The Texas Civil Rights Project called the move a “political ploy”.
“Calling immigrants an invasion is extremely dangerous,” said Roberto Lopez, senior advocacy manager for the organization’s “Beyond the Border” program.
Lopez added: “We have seen so many shootings and more rise in hate crimes [against migrants.] This is all connected to this rhetoric of associating people who are trying to seek safety with being like a literal attack on the United States. That is just giving a lot of fire and energy to militia groups and people who are filled with hate.”
Abbott is already seeking to take Texas border control into his own hands, as evidenced by the state’s recent announcement of a new “border force” that could allow its agents to “arrest, apprehend or detain persons crossing the Texas-Mexico border unlawfully”, if it gets past the state legislature.
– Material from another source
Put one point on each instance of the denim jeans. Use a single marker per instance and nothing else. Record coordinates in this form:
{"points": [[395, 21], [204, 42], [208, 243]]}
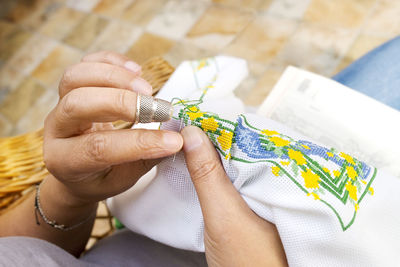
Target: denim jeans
{"points": [[376, 74]]}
And with a conservative-majority in both the Texas state house and senate, that likelihood is high.
Abbott has made his interpretation of the “invasion clauses” clear. At the time of announcing his border force, Abbott said: “I invoked the Invasion Clauses of the US and Texas Constitutions to fully authorize Texas to take unprecedented measures to defend our state against an invasion.”
“I’m using that constitutional authority, and other authorization and Executive Orders to keep our state & country safe.”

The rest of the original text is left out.